Did
Pocahontas really save John Smith’s life? Maybe not. Ethnohistorians and
anthropologists now say that what Smith perceived as an attempted execution was
probably an initiation into the tribe of the Powhatan. Helen Rountree, a
scholar in Virginia, argues that such initiation ceremonies were not unheard of
among the Chesapeake Indians, and that Smith misunderstood what was happening
to him. Then why did Pocahontas fling herself on him? Did she misunderstand,
too? That is possible, since she was a child of about ten and ordinarily would
not have been present at such a ceremony.
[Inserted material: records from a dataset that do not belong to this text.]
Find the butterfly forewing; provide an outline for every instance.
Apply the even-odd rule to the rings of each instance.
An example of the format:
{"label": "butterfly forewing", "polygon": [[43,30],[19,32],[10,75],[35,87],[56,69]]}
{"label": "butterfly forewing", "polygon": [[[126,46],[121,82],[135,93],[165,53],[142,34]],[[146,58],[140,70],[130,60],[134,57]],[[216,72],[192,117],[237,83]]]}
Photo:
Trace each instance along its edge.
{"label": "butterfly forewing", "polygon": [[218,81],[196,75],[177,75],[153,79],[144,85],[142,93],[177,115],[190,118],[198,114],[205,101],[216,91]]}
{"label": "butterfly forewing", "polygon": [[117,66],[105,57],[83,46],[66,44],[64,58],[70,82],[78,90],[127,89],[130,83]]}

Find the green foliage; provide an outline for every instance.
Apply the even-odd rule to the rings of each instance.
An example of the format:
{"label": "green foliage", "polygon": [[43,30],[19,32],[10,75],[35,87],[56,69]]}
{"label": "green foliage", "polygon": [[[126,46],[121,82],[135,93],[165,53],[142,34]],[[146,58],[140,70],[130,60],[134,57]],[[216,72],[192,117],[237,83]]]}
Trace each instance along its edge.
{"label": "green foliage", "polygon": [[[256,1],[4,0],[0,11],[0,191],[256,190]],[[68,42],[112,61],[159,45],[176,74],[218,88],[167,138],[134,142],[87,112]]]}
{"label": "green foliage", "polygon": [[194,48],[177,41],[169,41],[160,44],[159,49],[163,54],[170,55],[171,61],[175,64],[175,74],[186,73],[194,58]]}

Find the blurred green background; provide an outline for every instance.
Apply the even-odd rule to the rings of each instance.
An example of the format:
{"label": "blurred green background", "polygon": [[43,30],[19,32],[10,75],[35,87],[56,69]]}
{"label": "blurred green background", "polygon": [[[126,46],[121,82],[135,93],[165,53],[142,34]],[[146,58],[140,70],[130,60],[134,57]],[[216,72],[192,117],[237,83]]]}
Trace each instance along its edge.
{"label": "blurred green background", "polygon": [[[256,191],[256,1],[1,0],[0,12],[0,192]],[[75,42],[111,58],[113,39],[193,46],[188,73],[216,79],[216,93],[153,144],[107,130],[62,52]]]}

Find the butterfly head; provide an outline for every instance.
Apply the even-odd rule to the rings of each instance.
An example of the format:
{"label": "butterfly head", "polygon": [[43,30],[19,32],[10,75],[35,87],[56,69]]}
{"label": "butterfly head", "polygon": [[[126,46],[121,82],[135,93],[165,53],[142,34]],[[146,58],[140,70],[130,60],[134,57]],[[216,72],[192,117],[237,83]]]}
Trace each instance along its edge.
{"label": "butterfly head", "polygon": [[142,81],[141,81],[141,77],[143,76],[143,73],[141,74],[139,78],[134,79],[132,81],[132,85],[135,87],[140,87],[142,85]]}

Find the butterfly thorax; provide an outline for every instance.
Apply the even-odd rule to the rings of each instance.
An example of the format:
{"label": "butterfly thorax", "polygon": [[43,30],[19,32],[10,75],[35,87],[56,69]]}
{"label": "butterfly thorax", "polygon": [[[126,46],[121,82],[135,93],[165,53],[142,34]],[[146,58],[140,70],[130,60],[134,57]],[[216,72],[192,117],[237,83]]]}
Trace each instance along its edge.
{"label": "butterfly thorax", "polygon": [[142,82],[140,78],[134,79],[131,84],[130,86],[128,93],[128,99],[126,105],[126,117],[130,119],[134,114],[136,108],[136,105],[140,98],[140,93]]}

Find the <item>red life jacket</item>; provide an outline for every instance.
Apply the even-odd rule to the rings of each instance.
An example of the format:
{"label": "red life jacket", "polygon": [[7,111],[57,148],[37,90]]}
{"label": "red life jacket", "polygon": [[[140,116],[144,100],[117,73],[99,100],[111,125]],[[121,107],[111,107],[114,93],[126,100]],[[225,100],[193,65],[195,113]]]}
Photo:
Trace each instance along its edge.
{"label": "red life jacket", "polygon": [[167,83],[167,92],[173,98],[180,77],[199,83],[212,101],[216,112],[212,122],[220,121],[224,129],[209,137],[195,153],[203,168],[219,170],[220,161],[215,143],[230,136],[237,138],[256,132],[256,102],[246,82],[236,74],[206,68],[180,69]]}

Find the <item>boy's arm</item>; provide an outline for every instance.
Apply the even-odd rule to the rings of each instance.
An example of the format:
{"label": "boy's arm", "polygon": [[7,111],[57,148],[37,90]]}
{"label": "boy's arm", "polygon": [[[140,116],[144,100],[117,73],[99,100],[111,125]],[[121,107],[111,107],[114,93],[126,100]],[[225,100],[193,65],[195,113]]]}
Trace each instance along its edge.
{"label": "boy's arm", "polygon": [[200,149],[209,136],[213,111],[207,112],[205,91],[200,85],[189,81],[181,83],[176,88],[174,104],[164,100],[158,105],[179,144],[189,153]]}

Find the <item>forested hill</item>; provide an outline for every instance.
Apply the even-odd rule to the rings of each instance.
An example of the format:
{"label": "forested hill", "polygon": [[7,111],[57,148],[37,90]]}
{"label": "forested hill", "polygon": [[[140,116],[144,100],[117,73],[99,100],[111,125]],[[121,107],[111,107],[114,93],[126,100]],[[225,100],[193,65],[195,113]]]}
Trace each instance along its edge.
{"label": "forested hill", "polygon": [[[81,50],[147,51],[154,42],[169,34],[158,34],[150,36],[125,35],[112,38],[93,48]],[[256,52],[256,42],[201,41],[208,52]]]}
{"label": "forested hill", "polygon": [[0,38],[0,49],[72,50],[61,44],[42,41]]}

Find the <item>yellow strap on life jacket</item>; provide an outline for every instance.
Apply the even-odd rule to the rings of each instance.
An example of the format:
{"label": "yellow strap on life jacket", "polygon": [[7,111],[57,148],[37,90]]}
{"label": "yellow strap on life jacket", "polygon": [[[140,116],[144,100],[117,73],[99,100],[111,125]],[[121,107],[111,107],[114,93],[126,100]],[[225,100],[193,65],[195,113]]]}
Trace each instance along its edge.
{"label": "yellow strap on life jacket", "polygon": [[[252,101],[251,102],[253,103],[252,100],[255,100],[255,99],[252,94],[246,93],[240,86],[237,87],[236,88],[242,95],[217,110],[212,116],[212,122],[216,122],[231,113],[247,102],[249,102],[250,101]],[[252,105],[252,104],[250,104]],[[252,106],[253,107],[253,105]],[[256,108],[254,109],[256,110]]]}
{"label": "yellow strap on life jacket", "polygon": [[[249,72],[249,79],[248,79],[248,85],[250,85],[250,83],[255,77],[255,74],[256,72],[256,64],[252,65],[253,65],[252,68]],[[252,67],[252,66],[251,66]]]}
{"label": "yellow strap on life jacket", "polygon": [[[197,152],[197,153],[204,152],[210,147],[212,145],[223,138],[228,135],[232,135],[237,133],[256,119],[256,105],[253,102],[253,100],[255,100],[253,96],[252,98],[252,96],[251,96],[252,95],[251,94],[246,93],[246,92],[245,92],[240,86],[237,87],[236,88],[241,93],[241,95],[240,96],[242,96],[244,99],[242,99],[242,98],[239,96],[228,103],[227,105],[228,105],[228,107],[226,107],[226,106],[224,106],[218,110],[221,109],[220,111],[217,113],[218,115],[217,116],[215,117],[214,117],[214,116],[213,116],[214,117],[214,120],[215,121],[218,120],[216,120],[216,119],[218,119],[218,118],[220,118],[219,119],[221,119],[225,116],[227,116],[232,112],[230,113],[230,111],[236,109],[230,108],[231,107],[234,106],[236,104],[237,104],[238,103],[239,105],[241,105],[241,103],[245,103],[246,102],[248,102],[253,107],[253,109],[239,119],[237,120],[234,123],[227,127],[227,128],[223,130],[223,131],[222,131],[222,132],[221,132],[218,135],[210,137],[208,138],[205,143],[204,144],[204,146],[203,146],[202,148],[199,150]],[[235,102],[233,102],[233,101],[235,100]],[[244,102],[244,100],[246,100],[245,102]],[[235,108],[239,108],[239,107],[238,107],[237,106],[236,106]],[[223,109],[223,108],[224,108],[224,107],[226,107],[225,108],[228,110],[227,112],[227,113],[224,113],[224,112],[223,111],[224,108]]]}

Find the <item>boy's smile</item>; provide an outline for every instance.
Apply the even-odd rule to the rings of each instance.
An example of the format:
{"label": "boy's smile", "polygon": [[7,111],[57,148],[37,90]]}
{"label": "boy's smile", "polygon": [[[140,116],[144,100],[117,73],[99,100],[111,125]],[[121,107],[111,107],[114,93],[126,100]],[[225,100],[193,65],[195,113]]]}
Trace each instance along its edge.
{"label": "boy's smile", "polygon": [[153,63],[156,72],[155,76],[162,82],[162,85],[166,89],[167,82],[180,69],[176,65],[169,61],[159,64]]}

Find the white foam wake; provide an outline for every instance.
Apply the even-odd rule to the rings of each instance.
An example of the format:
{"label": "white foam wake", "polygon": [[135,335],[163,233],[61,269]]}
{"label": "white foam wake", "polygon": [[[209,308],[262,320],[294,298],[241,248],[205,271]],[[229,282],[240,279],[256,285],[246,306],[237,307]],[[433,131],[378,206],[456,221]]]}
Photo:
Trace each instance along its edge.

Why was she there?
After
the “rescue,” Pocahontas, no doubt encouraged by her father, made regular
visits to the English fort at Jamestown. And no doubt he questioned her when
she came home.
Pocahontas
must have been a charmer. We meet her as John Smith described her: “a child of
tenne yeares old, which not only for feature, countenance, and proportion, much
exceedeth any of the rest of his [Powhatan, her father’s] people, but for wit,
and spirit, the only Nonpariel of his Country . . . .” Colonist William
Strachey wrote of Pocahontas as “a well-featured but wanton young girle . . .
sometymes resorting to our Fort, of the age then of 11, or 12 yeares.” The word
“wanton” in its Elizabethan context meant “undisciplined,” “naughty,” or “unruly,” but it could
also mean “lascivious or unchaste.” Here we are left to wonder. Strachey noted that Pocahontas would
“gett the boyes forth with her into the markett place and make them wheele,
falling on their hands, turning their heeles upwardes, whom she would follow,
and wheel so herself naked as she was all the Fort over . . . .” This tells us that Pocahontas was
pre-pubescent in 1608. Older girls and women wore deerskin or silk grass aprons
around their waists. Pocahontas, whose name meant “Little Mischief,” (her real
name was Matoaka) turned cartwheels with the boys, but what else did she do?